Vinceva chi in un sol colpo riusciva a mandare tutte le quattro nocciole insieme dentro la fosseja.
Mi fermai a guardare: avevano tirato quasi tutte e disseminate per terra, c’erano almeno dieci picciolate.
Attorno ansiose, Olga d‘a Catazza, Antonietta Sarroino, Lidia ‘a Trácina, Pina ‘a Scórfina, Rosa d’i Timpi, Anita Catello, Gina d’u Ristoranti d’a Stazioni e Stella a Súricia.
Doveva tirare appunto questa, e dopo di lei, ultima, Gina.
Stella, a gambe larghe, bella ‘mpedicata pe’ terra, sguazzava in mano la sua picciolata e vi soffiava sopra, poi, rivolta al cielo, concentrata come il pomodoro Cirio, implorò:
Madonna, Madonneja,
quattru coccia ‘nta fosseja.
Giuseppi, Sant’Anna e Maria,
quattru coccia ‘nta fossejuzza mia!(Madonna, Madonnina,
quattro chicchi nella mia fossella.
Giuseppe, Sant’Anna e Maria
Quattro chicchi nella fossella mia.)
Ma Gina, abbrancata ad Olga, quasi volessero raddoppiare le forze (probabilmente facevano ‘a, parti) implorante di rimando:
Madonna, Madonneja mia,
non tirati cu’ ija ma tirati cu mmia! (Madonna, Madonnella mia, – non parteggiate con lei – ma parteggiate con mia (me))
Stella non perse la concentrazione, tirò e saltò su in aria a pugni chiusi con un urlo di vittoria: centro!

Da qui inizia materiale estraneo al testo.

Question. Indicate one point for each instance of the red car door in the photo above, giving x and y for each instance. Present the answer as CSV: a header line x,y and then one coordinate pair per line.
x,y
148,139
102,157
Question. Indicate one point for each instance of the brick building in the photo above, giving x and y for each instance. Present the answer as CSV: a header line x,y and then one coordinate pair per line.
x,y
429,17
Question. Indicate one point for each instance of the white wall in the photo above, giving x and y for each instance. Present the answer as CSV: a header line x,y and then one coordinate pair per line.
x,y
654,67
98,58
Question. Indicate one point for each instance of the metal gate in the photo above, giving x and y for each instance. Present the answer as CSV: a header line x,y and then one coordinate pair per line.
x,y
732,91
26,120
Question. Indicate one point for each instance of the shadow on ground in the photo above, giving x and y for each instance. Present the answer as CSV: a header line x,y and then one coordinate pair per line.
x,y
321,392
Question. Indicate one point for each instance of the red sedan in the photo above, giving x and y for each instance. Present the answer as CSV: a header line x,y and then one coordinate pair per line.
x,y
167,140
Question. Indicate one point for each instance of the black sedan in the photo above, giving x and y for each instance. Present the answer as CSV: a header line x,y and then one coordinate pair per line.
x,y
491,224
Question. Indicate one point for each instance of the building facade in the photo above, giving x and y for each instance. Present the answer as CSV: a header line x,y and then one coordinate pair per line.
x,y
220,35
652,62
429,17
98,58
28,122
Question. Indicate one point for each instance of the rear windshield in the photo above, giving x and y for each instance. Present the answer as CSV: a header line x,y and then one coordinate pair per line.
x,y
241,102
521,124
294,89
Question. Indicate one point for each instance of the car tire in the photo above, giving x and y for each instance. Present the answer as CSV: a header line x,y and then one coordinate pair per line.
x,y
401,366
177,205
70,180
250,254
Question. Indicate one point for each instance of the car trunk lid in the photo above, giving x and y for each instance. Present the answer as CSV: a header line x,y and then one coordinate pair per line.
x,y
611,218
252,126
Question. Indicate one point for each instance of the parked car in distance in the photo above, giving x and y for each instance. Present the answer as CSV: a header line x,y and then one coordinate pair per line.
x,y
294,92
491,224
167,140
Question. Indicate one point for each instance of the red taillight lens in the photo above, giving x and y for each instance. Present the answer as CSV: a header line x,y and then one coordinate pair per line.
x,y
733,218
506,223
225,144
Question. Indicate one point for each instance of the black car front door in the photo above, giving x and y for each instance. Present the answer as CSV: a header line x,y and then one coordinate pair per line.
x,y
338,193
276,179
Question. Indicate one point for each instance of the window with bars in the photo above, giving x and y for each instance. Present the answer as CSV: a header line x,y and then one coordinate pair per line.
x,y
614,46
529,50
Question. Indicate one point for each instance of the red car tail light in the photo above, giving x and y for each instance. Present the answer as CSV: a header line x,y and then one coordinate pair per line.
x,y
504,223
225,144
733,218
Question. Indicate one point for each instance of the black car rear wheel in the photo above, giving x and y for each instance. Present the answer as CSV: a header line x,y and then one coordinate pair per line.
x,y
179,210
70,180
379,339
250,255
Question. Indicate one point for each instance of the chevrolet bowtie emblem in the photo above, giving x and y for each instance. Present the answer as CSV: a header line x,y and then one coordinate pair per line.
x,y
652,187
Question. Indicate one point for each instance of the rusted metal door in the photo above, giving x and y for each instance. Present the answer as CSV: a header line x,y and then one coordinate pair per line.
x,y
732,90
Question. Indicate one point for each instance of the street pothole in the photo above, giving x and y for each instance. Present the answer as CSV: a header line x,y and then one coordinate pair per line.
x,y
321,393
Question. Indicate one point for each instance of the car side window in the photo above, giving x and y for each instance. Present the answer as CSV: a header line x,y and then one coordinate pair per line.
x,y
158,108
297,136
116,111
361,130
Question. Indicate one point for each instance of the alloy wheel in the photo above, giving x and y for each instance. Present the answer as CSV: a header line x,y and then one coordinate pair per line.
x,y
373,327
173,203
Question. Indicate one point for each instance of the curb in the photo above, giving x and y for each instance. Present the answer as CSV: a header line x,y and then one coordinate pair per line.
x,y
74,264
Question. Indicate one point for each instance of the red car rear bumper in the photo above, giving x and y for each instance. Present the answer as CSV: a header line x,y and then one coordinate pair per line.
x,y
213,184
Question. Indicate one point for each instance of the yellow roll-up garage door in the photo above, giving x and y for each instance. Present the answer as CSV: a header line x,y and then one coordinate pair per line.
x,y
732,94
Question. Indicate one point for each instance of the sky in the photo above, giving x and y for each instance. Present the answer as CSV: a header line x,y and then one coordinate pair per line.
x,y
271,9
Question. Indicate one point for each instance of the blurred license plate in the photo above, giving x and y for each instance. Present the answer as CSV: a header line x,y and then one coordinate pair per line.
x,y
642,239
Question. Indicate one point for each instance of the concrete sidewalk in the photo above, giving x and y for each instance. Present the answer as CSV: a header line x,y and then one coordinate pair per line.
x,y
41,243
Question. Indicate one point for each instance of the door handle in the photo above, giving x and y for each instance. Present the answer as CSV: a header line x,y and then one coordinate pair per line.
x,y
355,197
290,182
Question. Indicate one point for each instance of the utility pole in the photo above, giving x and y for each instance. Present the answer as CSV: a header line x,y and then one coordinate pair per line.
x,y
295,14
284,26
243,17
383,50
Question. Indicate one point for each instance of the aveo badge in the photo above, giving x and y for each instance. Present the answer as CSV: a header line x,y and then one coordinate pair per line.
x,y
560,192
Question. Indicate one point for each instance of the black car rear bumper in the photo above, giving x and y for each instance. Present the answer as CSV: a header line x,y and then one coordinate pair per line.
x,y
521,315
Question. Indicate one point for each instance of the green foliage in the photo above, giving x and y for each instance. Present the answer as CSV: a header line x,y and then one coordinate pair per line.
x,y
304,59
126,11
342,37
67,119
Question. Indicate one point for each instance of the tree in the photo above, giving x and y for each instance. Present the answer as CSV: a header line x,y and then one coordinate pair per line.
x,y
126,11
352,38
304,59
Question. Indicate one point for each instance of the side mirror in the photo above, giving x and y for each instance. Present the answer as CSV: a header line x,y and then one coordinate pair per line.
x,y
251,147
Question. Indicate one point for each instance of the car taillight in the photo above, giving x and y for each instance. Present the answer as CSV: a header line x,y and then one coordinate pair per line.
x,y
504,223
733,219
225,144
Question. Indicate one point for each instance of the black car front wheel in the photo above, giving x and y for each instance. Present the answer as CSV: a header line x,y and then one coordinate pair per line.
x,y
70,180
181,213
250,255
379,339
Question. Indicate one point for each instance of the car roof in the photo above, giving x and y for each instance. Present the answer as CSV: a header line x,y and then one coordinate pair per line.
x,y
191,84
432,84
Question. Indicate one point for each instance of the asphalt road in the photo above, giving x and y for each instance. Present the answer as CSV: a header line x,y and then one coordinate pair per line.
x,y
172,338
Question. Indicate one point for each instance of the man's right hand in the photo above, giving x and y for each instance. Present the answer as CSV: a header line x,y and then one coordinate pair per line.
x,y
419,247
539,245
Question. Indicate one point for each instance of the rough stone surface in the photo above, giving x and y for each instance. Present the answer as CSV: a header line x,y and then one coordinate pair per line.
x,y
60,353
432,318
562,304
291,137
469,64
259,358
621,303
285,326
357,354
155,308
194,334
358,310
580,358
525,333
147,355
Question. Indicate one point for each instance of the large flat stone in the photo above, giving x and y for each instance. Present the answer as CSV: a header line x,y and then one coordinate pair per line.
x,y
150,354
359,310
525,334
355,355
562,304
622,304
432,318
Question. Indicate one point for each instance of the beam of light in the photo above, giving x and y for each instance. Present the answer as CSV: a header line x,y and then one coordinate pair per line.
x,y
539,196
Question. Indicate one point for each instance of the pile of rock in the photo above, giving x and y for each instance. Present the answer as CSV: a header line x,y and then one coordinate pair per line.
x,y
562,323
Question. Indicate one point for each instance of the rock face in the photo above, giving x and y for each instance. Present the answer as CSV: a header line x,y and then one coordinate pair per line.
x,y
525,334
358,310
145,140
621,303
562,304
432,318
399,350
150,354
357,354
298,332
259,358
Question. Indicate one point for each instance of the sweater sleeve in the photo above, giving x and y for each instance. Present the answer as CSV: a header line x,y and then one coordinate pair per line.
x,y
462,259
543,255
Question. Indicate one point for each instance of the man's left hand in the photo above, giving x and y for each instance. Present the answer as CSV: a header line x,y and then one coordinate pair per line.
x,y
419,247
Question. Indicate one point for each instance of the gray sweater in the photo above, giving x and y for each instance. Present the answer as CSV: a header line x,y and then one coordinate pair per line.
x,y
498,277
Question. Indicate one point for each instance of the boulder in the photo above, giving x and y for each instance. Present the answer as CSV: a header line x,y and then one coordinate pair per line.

Si girò verso Gina, inarcò la natica, vi battè sopra col dorso e sibilò:
Écchiti ccá, arraggia! (Eccoti qua, schiatta!)
Ma proprio in quel momento sbucò dal Misóstraco Franci U Biasi con suo fratello Agostino: ─ SACCU!
Urlò precipitandosi a raccogliere tutte le nocciole disseminate e scomparendo fulminei dietro la casa della Riggitana.
Un gelo di morte cadde su tutto il gruppo. Anch’io guardavo impotente e trasecolato:
─ Dincillu di frati toi, accussì nci scúgnanu i mussa! ─ (Dillo ai tuoi fratelli, così gli spaccano la faccia! )
Esplose la Trácina inviperita.
─ Ma iju gridau SACCU, u sentimma tutti … ─ (Ma lui ha gridato: SACCO, l’abbiamo sentito tutti … )
Questa del sacco era una legge non scritta, un’usanza poco in voga, ma mai abrogata. Toto Zito il giorno prima nell’edicola mi aveva detto che Nuccio Daniero aveva fatto Sacco ‘nte Barracchi. (alle Baracche)
Poi Cola Testavascia lo fece a Zirgone e Gino Chiefari ‘nte Palazzini.
Fatto sta che da quel giorno si giocò cu vitru e gudeja (col vetro alle budella). Bastava che in lontananza si avvistasse qualcuno che si avvicinava, andando magari per i fatti suoi, che qualche giocatore, o perchè perdente, o perché sotto la psicosi del Sacco, si precipitava ad afferrare il suo gridando: ─ Eu mi pigghju i mei! ─ (Io mi prendo il mio!)
Al che tutti si precipitavano a fare altrettanto, sia le nocciole, sia le monetine.
Così passarono le feste e si tornò a scuola.
L’anno successivo non si giocò più a nocciole, almeno non da noi alla Marina. Ormai i commercianti le vendevano a chilo e quindi si erano inflazionate. Alla Singa durò qualche anno ancora, ma presto si passò a giochi con denaro vero: sette e mezzo, mazzetto e per i più sofisticati la Stoppa. I tempi stavano ormai decisamente volgendo verso un nuovo, crescente benessere.